IntroR

Brief introduction to using R

This brief intro is not meant to teach you everything about R. In fact, this document itself will teach you almost nothing about using R to do statistics. This page is meant to help you get a copy of R up and running, and teach you how to give commands to R to make it do what you want. We’ll also introduce some of the most commonly-used data types, operations, and functions. We’ll suggest some commands to try so that you can get used to the basics of R.

Try out the command line

R is a command line program, which means that you interact with it by typing commands on the line with the “>” prompt. There are no menus or keyboard shortcuts in R.

Open R (or Rstudio) and you should see a window (called the Console) with some plain text indicating the version of R and copyright information. At the bottom of this will be a prompt – it looks like a “greater than” sign:

>

Click the console window at the prompt to put the cursor there. Now you type R commands. Try it out by typing 2+2 at the prompt and hit the return key on your keyboard.

> 2+2

(We show the prompt here, but you don’t type it.) You should have gotten an answer that looks like:

[1] 4

The answer is 4. The [1] just tells us that this is the first part, or “element”, of the answer. (This particular answer has only one part, but later we’ll show you that answers can have more than one element.)

Basic arithmetic in R

Of course, R can do more than addition. R does multiplication (with the asterisk * ), division (with / ), subtraction (with - ), and exponents (with ^ ). Pieces of the calculation that are in parentheses will be evaluated before operations outside the parentheses. So, for example, try the following commands:

> 2+3
> 2 * 3
> 2 ^ 3
> 2 / 3
> 2^(4+1)
> (2^4) + 1

You should obtain the following answers:

> 2+3
[1] 5
> 2 * 3
[1] 6
> 2 ^ 3
[1] 8
> 2 / 3
[1] 0.6666667
> 2^(4+1)
[1] 32
> (2^4) + 1
[1] 17

Functions

R has many functions that contain instructions for doing something to an argument. (An “argument” of a function is just the name of the variable you want it to work on, and any additional options you might want to set.) Functions in R do many, many things, including basic arithmetic like square roots, logs, and exponentiation.

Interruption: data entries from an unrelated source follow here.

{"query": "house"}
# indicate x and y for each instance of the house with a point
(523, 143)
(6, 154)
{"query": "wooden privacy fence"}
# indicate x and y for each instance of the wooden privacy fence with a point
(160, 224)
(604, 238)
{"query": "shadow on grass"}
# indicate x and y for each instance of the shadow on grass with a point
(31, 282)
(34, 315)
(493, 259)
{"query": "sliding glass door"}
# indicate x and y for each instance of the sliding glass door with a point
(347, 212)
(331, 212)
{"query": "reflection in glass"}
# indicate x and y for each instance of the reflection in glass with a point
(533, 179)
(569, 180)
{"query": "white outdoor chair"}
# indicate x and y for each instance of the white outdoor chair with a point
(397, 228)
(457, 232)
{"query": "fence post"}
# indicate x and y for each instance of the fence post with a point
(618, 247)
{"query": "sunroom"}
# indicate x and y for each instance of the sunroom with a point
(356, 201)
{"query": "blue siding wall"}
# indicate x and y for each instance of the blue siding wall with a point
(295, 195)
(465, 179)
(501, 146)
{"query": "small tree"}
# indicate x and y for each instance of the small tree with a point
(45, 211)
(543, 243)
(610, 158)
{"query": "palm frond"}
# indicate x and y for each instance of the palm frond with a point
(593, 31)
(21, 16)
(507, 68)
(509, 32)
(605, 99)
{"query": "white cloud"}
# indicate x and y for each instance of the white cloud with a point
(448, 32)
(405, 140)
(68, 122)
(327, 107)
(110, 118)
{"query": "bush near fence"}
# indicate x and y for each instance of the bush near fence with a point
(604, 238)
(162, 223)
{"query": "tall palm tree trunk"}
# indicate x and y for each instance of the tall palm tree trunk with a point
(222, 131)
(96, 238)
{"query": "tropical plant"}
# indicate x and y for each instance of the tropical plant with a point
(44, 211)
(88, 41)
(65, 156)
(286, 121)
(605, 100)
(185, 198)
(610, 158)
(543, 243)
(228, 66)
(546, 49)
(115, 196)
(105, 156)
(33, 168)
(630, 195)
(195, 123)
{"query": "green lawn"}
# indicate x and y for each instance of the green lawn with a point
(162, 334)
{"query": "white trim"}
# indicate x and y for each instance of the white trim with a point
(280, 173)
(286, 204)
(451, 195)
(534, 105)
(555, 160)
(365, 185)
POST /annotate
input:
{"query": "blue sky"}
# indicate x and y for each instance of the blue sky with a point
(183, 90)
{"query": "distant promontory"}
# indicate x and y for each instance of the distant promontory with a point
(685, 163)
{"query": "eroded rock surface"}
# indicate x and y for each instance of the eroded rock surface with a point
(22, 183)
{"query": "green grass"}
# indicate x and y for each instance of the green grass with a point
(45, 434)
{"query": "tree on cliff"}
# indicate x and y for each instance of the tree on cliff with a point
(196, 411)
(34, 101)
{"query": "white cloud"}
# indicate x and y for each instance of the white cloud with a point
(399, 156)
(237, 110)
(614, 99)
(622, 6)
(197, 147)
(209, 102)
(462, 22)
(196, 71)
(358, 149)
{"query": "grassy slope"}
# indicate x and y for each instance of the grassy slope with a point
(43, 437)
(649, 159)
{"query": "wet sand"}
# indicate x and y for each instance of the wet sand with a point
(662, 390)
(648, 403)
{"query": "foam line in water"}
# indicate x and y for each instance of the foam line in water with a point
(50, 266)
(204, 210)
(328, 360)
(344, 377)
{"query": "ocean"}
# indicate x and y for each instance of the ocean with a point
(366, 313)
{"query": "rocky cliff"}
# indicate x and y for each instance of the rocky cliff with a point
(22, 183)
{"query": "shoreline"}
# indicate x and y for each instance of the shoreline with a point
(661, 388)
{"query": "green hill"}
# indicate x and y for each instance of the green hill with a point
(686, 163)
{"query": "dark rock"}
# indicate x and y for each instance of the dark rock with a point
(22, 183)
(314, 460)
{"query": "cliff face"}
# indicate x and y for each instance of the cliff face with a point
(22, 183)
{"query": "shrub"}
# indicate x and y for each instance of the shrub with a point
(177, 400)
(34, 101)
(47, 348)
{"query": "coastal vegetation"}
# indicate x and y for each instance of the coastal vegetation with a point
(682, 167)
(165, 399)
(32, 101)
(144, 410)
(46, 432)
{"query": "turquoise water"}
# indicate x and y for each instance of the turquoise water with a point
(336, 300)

In R, you use a function by typing its name on the command line of the console, followed by one or more arguments in parentheses.

For example, the function sqrt( ) takes square roots. Type in:

> sqrt(4)

You should see the following answer

[1] 2

To take the natural log of a number (log base e), use log( ):

> log(1.4)

And to find the value of e raised to the power of the argument, use exp( ):

> exp(0.3364722)

The function log( ) can take more than one argument, separated by commas. By default, log( ) uses base e, but by adding an argument you can tell the function to use a different base. For example, to find the log base 10 of 100, type:

> log(100, base = 10)

Your answer should be

[1] 2

If you provide the arguments in precisely the order that R expects, then you can give the arguments without naming them.

> log(100, 10)
[1] 2

Otherwise, you need to name the arguments (and when you name them, you can use them in any order).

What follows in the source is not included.